Alicja Bachleda-Curuś jakoś nie spieszy się z powrotem do Polski na stałe. Spekulowano, że rozbieżne wizje przyszłości stały się ostatecznym powodem rozstania z Marcinem Gortatem. Koszykarz chciał podobno stabilizacji i założenia rodziny, natomiast Alicja wolała to, co już osiągnęła. Skupia się na wychowaniu Henry'ego Tadeusza, który ma już 15 lat. Podobno właśnie nadszedł czas, by jej synek poznał kulturę i język jej ojczyzny.
ZOBACZ TEŻ: Alicja Bachleda-Curuś z WIELKIM pierścionkiem! Fani gratulują [ZOBACZ]

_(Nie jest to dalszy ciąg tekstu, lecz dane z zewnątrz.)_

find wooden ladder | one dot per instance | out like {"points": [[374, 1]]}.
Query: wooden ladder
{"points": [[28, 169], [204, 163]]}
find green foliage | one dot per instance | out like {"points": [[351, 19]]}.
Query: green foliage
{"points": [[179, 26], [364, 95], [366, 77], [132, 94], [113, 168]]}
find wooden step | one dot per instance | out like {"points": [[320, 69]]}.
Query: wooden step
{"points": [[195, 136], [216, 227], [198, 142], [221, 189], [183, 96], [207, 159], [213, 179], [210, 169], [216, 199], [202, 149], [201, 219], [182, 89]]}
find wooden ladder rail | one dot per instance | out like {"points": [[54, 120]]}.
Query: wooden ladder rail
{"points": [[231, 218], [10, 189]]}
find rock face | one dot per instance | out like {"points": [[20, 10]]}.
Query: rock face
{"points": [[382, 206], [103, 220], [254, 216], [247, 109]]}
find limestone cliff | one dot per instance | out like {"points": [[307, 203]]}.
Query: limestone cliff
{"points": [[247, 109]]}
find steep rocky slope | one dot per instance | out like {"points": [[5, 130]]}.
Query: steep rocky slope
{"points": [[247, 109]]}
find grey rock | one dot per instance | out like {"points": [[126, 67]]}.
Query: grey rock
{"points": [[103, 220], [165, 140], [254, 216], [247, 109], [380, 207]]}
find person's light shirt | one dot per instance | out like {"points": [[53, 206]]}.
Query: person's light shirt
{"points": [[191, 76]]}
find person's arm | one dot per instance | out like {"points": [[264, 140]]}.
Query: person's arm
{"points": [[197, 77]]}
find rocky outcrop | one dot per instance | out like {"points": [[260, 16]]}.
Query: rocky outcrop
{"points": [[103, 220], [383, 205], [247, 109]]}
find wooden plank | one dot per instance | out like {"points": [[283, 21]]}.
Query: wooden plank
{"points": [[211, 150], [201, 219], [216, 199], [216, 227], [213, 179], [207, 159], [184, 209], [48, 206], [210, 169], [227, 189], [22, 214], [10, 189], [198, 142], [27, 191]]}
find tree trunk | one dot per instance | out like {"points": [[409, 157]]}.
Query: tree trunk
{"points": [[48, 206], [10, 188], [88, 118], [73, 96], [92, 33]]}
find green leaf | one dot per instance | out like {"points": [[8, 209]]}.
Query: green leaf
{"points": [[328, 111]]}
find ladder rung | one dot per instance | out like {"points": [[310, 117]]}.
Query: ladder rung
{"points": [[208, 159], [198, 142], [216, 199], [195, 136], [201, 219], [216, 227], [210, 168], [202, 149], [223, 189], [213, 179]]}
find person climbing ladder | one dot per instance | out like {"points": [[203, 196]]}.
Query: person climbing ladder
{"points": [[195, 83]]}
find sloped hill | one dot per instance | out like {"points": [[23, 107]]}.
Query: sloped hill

Aktorka może zapewnić swojemu dziecku właściwie wszystko, czego zapragnie: dzięki wysokim alimentom płaconym przez Colina Farrella Bachleda-Curuś i Henry Tadeusz jeżdżą na częste i dalekie wycieczki. Ostatnio wybrali się do Parku Narodowego Sekwoi w Kalifornii. Oprócz zachwycającej przyrody i zapierających dech w piersiach widoków mama i syn skorzystali jeszcze z... kąpieli w strumieniu.
Na jednym ze zdjęć widać, jak 15-letni Henry Tadeusz kąpie się w porywach wody. Towarzyszył im także piesek: jak wynika z opisu, to suczka Luna, której wycieczka też przypadła do gustu.
Alicja Bachleda-Curuś pokazała także selfie bez makijażu. Trzeba przyznać, że prawie nic się nie zmieniła: wciąż wygląda tak promiennie jak w "Panu Tadeuszu". Warto pamiętać, że miała wtedy ledwie... 16 lat!